Trillerpfeife, Ausfälligkeiten und eine äußerst ungewöhnliche Taktik: Wie Spaniens kauziger Trainer Aragones Deutschland besiegen will.

NEUSTIFT Luis Aragones ist fast 70 Jahre alt und nichts versetzt ihn mehr in Wallung als Fußball. Jeder einzelne Pass regt ihn auf. Er steht auf dem Trainingsplatz, schlägt sich unaufhörlich mit der Kordel seiner Pfeife auf den Oberschenkel. So, als müsse er sich in jeder Sekunde selbst antreiben. Das Bemerkenswerteste am Nationaltrainer der Spanier ist: Sein Ruf interessiert ihn nicht. Egal, wie der ausfällt.

Besonders nett klang das fast nie in den vier Jahren, seit er Nationaltrainer ist. „Kauz" nennen ihn die einen, „Rassist" schimpften ihn andere. Oft stand er kurz vor der Entlassung, er blieb immer und setzte sich gegen seine Kritiker durch. Es wurde über seine Depressionen berichtet, die ihn in den 80er Jahren heimsuchten. Über seine Spielsucht, die ihn immer wieder in Versuchung führte und, die heute Vergangenheit ist. Und es wurde über seine Schimpfkanonaden erzählt, die so legendär wie zweifelhaft sind, am Ende rau wirken aber harmlos gemeint sind.

Der Architekt der spanischen Mannschaft, die nach 24 Jahren wieder ein EM-Finale erreicht hat und es sogar gewinnen kann, legt es sogar darauf an, mit kernigen Sprüchen im Rampenlicht zu stehen, dabei zählt für ihn nur der reine Fußball und seine Begleitumstände verabscheut der ehemalige Profi – der mit seinen großen Ohren, seiner Brille und seinen grauen Haaren wirklich wie ein „kauziger Opa" aussieht.

Dass sich hinter der Fassade ein absoluter Fußballfachmann versteckt, bleibt oft verborgen. Der „Weise von Hortaleza" (ein Vorort von Madrid) müht sich nicht, sein wahres Gesicht zu zeigen. Eine Auswahl von Ereignissen zeigt: Luis Aragones ist etwas Besonderes, der die besondere Mannschaft der Kurzpass-Künstler schuf, die 20 Mal hin und her spielen kann, bevor der tödliche Pass kommt. Sein Spielsystem der kurzen Pässe nennt er übrigens „Tici-Taca“.

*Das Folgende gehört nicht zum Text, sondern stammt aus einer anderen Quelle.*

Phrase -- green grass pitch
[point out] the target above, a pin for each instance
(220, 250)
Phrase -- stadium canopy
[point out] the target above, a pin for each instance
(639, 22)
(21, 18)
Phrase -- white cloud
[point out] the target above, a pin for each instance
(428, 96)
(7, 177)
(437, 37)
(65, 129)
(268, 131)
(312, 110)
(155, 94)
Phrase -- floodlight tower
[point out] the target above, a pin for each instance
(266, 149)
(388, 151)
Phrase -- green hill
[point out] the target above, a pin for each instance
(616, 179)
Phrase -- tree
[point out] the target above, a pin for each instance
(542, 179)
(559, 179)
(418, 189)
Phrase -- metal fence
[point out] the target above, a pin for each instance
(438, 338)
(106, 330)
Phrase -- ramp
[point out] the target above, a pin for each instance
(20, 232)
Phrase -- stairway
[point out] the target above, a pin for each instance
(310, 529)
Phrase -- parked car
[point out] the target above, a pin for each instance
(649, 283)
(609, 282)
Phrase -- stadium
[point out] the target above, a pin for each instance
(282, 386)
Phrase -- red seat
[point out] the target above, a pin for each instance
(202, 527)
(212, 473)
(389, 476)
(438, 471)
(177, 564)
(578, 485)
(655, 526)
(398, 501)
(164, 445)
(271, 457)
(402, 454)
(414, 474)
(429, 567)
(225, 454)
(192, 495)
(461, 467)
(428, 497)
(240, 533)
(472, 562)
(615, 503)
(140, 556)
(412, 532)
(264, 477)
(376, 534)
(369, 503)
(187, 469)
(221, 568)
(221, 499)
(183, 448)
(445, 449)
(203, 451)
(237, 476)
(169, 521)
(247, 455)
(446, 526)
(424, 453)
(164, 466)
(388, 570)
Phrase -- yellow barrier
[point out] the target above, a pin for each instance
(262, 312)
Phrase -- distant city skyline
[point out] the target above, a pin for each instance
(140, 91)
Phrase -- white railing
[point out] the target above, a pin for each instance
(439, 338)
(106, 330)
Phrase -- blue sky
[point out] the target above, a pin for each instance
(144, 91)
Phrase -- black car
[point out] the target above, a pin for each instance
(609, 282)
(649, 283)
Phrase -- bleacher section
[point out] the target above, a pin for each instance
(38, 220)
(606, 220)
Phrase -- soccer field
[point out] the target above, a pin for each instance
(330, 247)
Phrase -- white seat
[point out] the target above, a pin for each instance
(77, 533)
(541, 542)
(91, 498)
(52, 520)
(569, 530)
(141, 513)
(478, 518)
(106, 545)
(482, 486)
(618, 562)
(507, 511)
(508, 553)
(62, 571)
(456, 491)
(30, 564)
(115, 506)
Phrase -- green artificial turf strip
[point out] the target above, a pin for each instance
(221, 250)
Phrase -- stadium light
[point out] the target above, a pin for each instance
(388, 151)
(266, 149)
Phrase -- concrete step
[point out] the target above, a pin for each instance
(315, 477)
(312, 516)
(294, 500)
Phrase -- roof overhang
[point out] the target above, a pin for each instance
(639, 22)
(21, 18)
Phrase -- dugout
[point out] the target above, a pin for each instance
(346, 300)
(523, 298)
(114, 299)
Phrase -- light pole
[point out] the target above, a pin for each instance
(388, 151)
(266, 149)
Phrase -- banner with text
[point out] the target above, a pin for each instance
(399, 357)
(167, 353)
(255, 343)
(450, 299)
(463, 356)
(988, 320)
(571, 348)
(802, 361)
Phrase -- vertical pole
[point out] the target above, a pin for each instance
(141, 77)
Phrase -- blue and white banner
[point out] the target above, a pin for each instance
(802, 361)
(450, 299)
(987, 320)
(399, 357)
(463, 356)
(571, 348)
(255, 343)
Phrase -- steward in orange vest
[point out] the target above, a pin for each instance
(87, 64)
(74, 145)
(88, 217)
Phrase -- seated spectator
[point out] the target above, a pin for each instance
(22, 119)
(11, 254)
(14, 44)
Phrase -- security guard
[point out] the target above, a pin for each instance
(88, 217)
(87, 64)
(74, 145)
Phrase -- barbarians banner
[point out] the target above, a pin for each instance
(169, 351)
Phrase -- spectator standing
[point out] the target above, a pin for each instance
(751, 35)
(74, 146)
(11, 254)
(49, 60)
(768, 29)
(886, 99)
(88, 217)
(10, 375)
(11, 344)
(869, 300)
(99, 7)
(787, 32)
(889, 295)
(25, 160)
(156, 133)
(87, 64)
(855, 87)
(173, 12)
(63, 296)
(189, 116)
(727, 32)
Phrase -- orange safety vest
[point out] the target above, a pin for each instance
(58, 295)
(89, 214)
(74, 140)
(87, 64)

2006 zur Begrüßung bei der WM in Deutschland erhielt er am Flughafen einen Blumenstrauß, der im nächsten Mülleimer landete. Solch weibisches Zeug sei bei ihm fehl am Platze. Vor knapp zwei Jahren zeigte er einem seiner Spieler auf dem Trainingsplatz den Stinkefinger, weil ihm dessen Trainingsleistung nicht gefiel. Aragones war damals 68. „Ruben", brüllte er während der EM einmal auf dem Trainingsplatz, „bei der Mutter, die dich gebar!" Vor einer Pressekonferenz in der Qualifikation schrie er „Hurenmutter", weil er über Kabel der Beleuchter gestolpert war.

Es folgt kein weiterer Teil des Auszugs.